Elon Musk high-risk gamble to back Donald Trump keeps paying handsome dividends, with the latest beneficiary now his popular yet financially troubled social media platform X.
Musk plunged the social media site formerly known as Twitter into a perilous state in November 2023 when he told companies that pulled their advertising in objection to his management of the platform to “go f--- yourself”.
Now a number of these brands, including Disney, are reported to be slowly returning, possibly as a result of the Tesla CEO and Trump campaigner's close relationship with the President-elect.
“We super appreciate major brands resuming advertising on our platform,” Musk posted late last week, thanking X CEO Linda Yaccarino for restoring advertiser confidence by ensuring brand safety.
Politics could be a motivating factor. It seems there is nary a picture of Trump that doesn't feature Musk right beside him, whether it’s on a plane, at a sporting event or at Mar-a-Lago.
Musk has already been tasked by Trump with eliminating government waste, and has gone so far as to threaten prosecutorial consequences for Trump’s opponents this past Saturday.
The list of returning advertisers reportedly includes major names including IBM, Comcast, Warner Bros. Discovery and Disney. (Fortune has reached out for comment).
Musk's spat with Disney was particular bitter and public, with the X owner directing his ire at CEO Bob Iger by name on stage in a comment so disrespectful its sheer audacity became a popular meme in and of itself among Musk fans and Trump supporters.
Disney, which pulled its ad spending this time last year over concerns its ads might show up next to unsafe or undesirable content, confirmed in a statement to Fortune it had in fact returned to advertising on X. A spokesman for the entertainment giant denied however that this decision was connected with Trump's election, since the company began spending ad dollars in the summer already—weeks if not months before the outcome was known.
Trump's long history of helping friends and punishing enemies
Musk's warning the "hammer of justice" is coming to those that sought to deny Trump his rightful ascendancy to the Oval Office may not be an idle prattle either now, given the possible appointment of Trump loyalist Matt Gaetz as attorney general, putting him in charge of the U.S Justice Department. Musk has threatened thermonuclear lawsuits against those that attacked his company, and already has sued a nonprofit responsible for advising brands on where to invest in advertising safely—a suit that resulted in the group's closure.
“X’s owner now has the ear of the president-elect, a man who has a long history of helping his friends, and punishing his enemies,” said Max Willens, senior analyst at Emarketer, told industry publication Ad Week. “Sending at least a trickle of ad spending toward X may be seen as good for business, albeit in an indirect way.”
Musk already has seen the value of Tesla soar thanks in part to expectations the new administration will facilitate his autonomous driving plans, and he can certainly expect more business with the federal government for SpaceX—already a major NASA contractor under Biden.
He shouldn’t celebrate just yet, however; a growing number of social media users have been migrating to rival platforms. According to data from Sensor Tower, the most downloaded free app on both the Apple App Store and Google Play in the U.S. market is currently Bluesky, with Meta’s Threads following close behind. By comparison X doesn’t even make the list at present.
This has been spurred in part by a number of high-profile departures. Left-of-center U.K. daily The Guardian announced last week it is leaving to avoid assisting Musk’s aims to discredit the media.
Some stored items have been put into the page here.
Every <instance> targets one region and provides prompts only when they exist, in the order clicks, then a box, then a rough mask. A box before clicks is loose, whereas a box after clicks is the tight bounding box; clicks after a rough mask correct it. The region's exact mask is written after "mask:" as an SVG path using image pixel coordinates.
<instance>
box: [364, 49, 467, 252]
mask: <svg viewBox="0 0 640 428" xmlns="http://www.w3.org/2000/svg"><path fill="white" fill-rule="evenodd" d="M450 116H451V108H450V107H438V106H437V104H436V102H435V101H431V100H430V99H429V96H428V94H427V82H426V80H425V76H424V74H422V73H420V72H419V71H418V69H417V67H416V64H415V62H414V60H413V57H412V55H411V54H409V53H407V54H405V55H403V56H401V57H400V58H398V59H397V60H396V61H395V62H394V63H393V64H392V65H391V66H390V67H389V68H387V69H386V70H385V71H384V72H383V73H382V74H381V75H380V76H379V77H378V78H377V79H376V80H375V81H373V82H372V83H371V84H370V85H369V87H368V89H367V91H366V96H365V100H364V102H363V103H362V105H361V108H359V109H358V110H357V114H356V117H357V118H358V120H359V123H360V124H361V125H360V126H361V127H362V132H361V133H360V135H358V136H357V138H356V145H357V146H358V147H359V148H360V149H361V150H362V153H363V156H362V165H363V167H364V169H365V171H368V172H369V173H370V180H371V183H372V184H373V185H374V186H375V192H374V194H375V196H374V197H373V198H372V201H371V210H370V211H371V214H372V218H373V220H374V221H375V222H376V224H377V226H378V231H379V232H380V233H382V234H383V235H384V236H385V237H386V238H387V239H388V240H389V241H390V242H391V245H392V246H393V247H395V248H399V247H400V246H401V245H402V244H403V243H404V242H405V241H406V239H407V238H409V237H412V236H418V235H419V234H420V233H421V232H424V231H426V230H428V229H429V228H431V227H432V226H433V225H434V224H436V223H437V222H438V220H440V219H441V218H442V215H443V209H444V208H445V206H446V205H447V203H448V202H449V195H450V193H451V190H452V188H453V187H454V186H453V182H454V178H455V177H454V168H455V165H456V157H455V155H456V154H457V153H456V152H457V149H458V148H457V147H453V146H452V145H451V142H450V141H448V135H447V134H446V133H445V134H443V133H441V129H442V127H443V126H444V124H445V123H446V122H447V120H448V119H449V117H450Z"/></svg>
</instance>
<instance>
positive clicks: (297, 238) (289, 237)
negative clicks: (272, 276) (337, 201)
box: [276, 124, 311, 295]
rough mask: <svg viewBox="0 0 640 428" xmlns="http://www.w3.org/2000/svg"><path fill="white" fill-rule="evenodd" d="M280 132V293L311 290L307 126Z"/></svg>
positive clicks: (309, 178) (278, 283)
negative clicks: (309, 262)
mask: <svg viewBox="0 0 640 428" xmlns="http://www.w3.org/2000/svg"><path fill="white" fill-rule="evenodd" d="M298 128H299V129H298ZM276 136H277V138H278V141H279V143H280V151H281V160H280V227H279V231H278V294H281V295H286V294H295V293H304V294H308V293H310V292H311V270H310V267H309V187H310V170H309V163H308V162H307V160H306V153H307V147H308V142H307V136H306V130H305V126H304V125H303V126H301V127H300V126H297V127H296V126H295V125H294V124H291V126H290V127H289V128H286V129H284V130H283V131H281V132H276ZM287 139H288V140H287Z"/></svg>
Horror novelist Stephen King told fans he would henceforth be found posting on Threads.
Bluesky faces barrage of users reporting on each other
However, the “X-odus” remains a relative trickle — BlueSky reported its user count rose by nearly a fifth to hit 19 million, which is a drop in the bucket compared to the over half-billion users on X. It is unclear how many of BlueSky's new users are fake users, spammers or sock puppet accounts run by bot farms, a problem that has plagued X/Twitter for years.
Moreover it is unclear whether users will prefer BlueSky given the difficulties of a small platform integrating so many new users at once. BlueSky Safety account reported on Friday it received more than 42,000 reports of harmful content in just 24 hours, already more than a tenth of the 360,000 for the entirety of last year.
“We’re triaging this large queue,” it conceded, starting with the most offensive such as child sex abuse material.
X users celebrated this as the latest example of the political left’s unbridled thirst for cancel culture.
“It’s like a high school full of hall monitors,” one X user crowed.
This updates an earlier version of this story with a comment from Disney.